BD CULTE – "Le testament de William S." (Dargaud), 24e volume des aventures de Blake et Mortimer, vient de sortir. Tiré à 500 000 exemplaires, il témoigne de la prodigieuse vitalité d’une série qui fête ses 70 ans cette année, malgré quelques petits détails surannés.
Blake et Mortimer, c’est un peu comme Sherlock Holmes : on sait à quoi s’attendre, on est rarement surpris, et chaque génération retombe sous le charme comme en 40. C'est le cas de le dire, puisque cette valeur-refuge de la BD a été instituée en 1946, lorsque Edgar P. Jacobs, ancien collaborateur d’Hergé, publia son premier album, Le Secret de l’Espadon. C’était il y a 70 ans. Depuis le décès de Jacobs, en 1987, d’autres auteurs ont repris le flambeau, dont les excellents Yves Sente au scénario et André Juillard au dessin.

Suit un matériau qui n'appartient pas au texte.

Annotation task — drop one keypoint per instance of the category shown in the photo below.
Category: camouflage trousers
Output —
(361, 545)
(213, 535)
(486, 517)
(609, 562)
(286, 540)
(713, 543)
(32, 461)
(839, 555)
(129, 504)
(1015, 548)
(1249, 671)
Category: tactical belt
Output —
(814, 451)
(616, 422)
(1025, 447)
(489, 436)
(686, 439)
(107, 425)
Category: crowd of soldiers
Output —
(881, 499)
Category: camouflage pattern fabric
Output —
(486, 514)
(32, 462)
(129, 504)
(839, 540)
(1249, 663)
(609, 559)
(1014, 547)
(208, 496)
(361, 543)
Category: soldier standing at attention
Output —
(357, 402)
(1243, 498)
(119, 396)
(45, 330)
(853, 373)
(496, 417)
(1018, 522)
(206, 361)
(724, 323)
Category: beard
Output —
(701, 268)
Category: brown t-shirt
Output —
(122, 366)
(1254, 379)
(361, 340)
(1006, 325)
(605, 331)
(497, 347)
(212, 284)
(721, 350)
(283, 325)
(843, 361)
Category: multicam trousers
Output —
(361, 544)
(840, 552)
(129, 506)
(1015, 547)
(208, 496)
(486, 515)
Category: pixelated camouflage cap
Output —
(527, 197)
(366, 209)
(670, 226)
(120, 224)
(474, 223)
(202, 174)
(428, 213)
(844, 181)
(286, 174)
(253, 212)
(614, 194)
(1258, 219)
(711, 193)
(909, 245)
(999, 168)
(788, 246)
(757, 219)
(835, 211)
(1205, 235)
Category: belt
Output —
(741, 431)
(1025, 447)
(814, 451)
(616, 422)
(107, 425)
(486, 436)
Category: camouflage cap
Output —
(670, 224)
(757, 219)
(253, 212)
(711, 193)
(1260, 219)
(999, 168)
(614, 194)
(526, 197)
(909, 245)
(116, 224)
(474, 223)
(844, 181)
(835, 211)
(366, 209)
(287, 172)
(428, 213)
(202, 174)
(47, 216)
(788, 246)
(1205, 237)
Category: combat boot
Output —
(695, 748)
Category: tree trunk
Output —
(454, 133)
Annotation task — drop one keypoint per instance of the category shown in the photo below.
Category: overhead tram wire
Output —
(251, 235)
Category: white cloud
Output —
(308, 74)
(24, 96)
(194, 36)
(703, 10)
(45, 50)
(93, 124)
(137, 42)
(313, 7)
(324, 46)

Ce dernier duo signe aujourd’hui Le Testament de William S., une 24e aventure qui pousse son côté british encore plus loin puisque Blake et Mortimer y enquêtent sur la véritable identité de Shakespeare – s’il a réellement existé ! Deux camps s’affrontent autour d’une énigme trouvée dans les sous-sols d’un palais vénitien. En jeu : une pièce inédite et une forte somme d’argent qui valent bien quelques vies humaines. Entre énigme historico-littéraire à travers l’Europe et bagarres avec des voyous cravatés, on a là les ingrédients d’un Blake et Mortimer soigné et de bonne tenue, même si certains tics d’époque font sourire.
Une galanterie qui peut paraître un rien lourdingue
Grâce à la plume élégante d’André Juillard, nos héros ont les mêmes petites rides qu'à l'époque du Secret de l'Espadon. Leur attitude de gentlemen, elle, paraît surannée, à une époque où la galanterie ressemble à de l’assistance à personne en danger : Mortimer offre son bras aux dames à tout bout de champ et les abreuve de compliments gênants ("vous alliez le charme à l'intelligence" (...) "votre culture et votre intelligence n'ont d'égale que votre gentillesse, Elizabeth"). La réserve toute militaire de Blake est plus conforme au flegme britannique, et le smoking lui va si bien…
Mieux vaut prendre ce paternalisme désuet pour ce qu’il est : une composante du charme de la série, au même titre que son dessin, continuateur de la fameuse ligne claire, son texte copieux qui promet un temps de lecture bien plus long que celui d'un album classique, l’élégance des tenues et des moyens de transport… Les "good lord" de l’un et autres "by Jove !" de l’autre ont encore de beaux jours devant eux.